If you define your own classify Dataset, include a .classes
attribute listing the classes in your Dataset. Otherwise, The Antelope will
automatically count unique classes, which may be different across
training and test sets.
Test datasets
You can include a train= boolean arg to your custom Dataset to
define different behaviors for training and testing, or use a different
custom test Dataset via test_dataset=.
Transforms & augmentations
Pre-compile:
from torchvision.transforms import Resize
ml(dataset={'_target_': MyDataset, 'transform': Resize([302,170])})
Transform on CPU at runtime:
ml(dataset=MyDataset, transform=Resize([302,170]))
Transform on GPU at runtime:
from antelope.Agents.Blocks.Augmentations import RandomShiftsAug
ml(dataset=MyDataset, aug=RandomShiftsAug)
All passed-in Datasets will support the dataset.transform= argument.
dataset.transform= is distinct from transform= and aug=, as
transform= runs a transform on CPU at runtime and aug= runs a
batch-vectorized augmentation on GPU at runtime, whereas
dataset.transform= transforms/pre-compiles the dataset before
training begins. One-time operations like Resize are most efficient
here.
There are also two additional kinds of transform/augmentation for nuanced cases. env.transform= can transform an online stream from a rollout at runtime and dataset.aug= can pre-compile a dataset with a batch-vectorized augmentation on GPU. Pretty much every transform/aug need is met in whatever data processing pipeline you’re trying to implement.

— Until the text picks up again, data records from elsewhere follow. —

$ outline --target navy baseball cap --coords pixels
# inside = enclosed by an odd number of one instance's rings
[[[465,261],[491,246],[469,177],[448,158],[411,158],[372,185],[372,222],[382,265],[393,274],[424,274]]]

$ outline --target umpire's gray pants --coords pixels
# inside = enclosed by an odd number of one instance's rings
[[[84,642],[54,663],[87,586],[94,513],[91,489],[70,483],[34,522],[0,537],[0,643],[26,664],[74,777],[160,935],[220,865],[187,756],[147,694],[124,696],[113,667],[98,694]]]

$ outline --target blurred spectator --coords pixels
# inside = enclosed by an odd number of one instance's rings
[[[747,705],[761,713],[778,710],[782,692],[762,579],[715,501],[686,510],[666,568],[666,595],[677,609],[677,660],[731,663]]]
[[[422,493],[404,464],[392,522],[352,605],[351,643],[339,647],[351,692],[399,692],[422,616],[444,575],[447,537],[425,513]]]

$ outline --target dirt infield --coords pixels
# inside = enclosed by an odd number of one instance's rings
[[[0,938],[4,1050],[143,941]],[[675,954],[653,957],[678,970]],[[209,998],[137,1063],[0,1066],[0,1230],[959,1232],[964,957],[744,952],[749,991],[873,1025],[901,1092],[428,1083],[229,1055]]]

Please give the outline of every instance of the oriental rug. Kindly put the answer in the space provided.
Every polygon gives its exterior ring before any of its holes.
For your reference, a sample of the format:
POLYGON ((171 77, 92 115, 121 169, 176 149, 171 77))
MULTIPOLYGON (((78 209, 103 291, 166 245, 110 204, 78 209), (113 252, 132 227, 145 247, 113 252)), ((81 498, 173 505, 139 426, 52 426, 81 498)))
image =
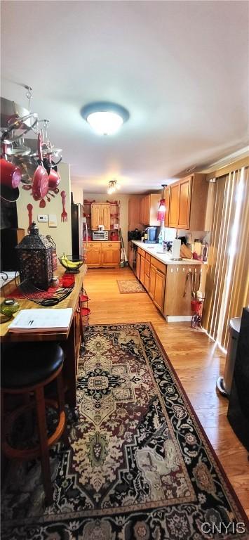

Standardization & normalization
Stats will automatically be computed for standardization and
normalization, and saved in the corresponding Memory card.yaml in
World/ReplayBuffer. Disable standardization with
standardize=false. This will trigger to use normalization instead.
Disable both with standardize=false norm=false. You may learn more
about the differences at
GeeksforGeeks.
By default, an agent loaded from a checkpoint will reuse its original
tabulated stats of the data that it was trained on even when evaluated
or further trained on a new dataset, to keep conditions consistent.
Subsets
Sub-classing is possible with the dataset.subset='[0, 5, 2]'
keyword. In this example, only classes 0, 5, and 2 of the
given Dataset will be used for training and evaluation.
ml(dataset={'_target_': MyDataset, 'subset': [0, 5, 2]})
Built-In Datasets#
All TorchVision datasets are supported by default and can be passed in by name (e.g. dataset=MNIST) as well as TinyImageNet, which is provided as an example custom dataset.
For an iterative-style Dataset, use an Environment.